I don't pretend to "get" African American automotive culture. Replacing wheels and tires engineered for ride comfort and dynamic performance with double dubs wearing communion wafers makes about much sense to me as wearing shorts big enough for Siamese twins. By the same token, stunting and flossing strikes me something Joey Chitwood's agent should have sorted out with the American Dental Association. But hey, if the brothers love the artist formerly known as 'Sclade (currently known as "Slade"), I'm down with that. Love is a beautiful thing, even when it's completely misplaced.
The main mystery on my mind is what urban culture will make of the Slade's chromed side vents. Pistonheads will clock the Land Rover Range Rover Sport rip-off and immediately diss-miss the Caddy as an overpriced pretentious piece of crap, which is about as good a summary of Caddy's badge-engineered Tahoe/Yukon as you're gonna get. But will the street even recognize the porthole plagiarism? And if they do, will they give a shit? Lest we forget, there's Chrysler 300Cs with scissor doors out there, somewhere. In other words, does the new Slade get a free pass — props even — for a bit of chrome here and there and, well, just being a Caddy? Think of it this way...
If potential buyers/taste makers focus their minds on just about anything other than snob value — ride quality (ladder-framed and truck-like), handling (understeer early and often), steering (assisted living never felt so numb), acceleration (the mileage seeking six-speed won't deliver thrust on demand, or kick down unless prodded), build quality (economy class vanity mirrors), packaging (a seventeen footer that seats four), fuel efficiency (single digits around town), cost ($64k for what?), competition (you name it), etc. — dealer gophers would spend a good part of their days wiping eleven-foot pole marks off 'Slade sheetmetal. But of course they don't, and probably won't, which saddens me.

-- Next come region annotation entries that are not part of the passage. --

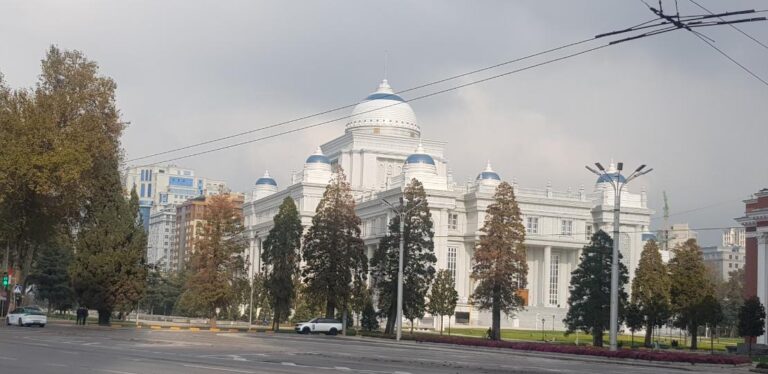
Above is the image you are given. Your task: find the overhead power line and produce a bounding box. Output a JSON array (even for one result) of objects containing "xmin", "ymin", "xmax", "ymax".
[
  {"xmin": 152, "ymin": 44, "xmax": 611, "ymax": 163},
  {"xmin": 688, "ymin": 0, "xmax": 768, "ymax": 49},
  {"xmin": 128, "ymin": 34, "xmax": 612, "ymax": 162}
]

When rap stars blessed the VW Phaeton parts bin engineering special called the Bentley Continental GT, they helped save a brand that deserved rescuing by buying a car that deserved buying. But the Escalade is a deeply cynical marketing exercise — a "value proposition" — that asks customers to pay through the nose for a half-hearted, corner-cutting, less genuine version of a relatively honest (and far more handsome) Chevrolet workhorse. Why would anyone want to reward that kind of corporate sarcasm?
Check it: if Caddy built a big, brand new, bling, bad-ass SUV stocked with every power function known to mankind (including power-up windows and steering wheel fer Chrissake), stocked with 12 TVs and a minibar, powered by a 7.0-liter V12 that sucked gas with Taylor Rainian abandon, I'd say bring it on! (Or something equally hip.) But they didn't. GM rushed their GMT-900 SUVs to market to try to mop-up enough easy money to keep the lights on. Only I can't help but think the easy money's gone. Fashion is fickle. And if it weren't for brand loyalists, this expensive, fuel-sucking truck would sink without a trace.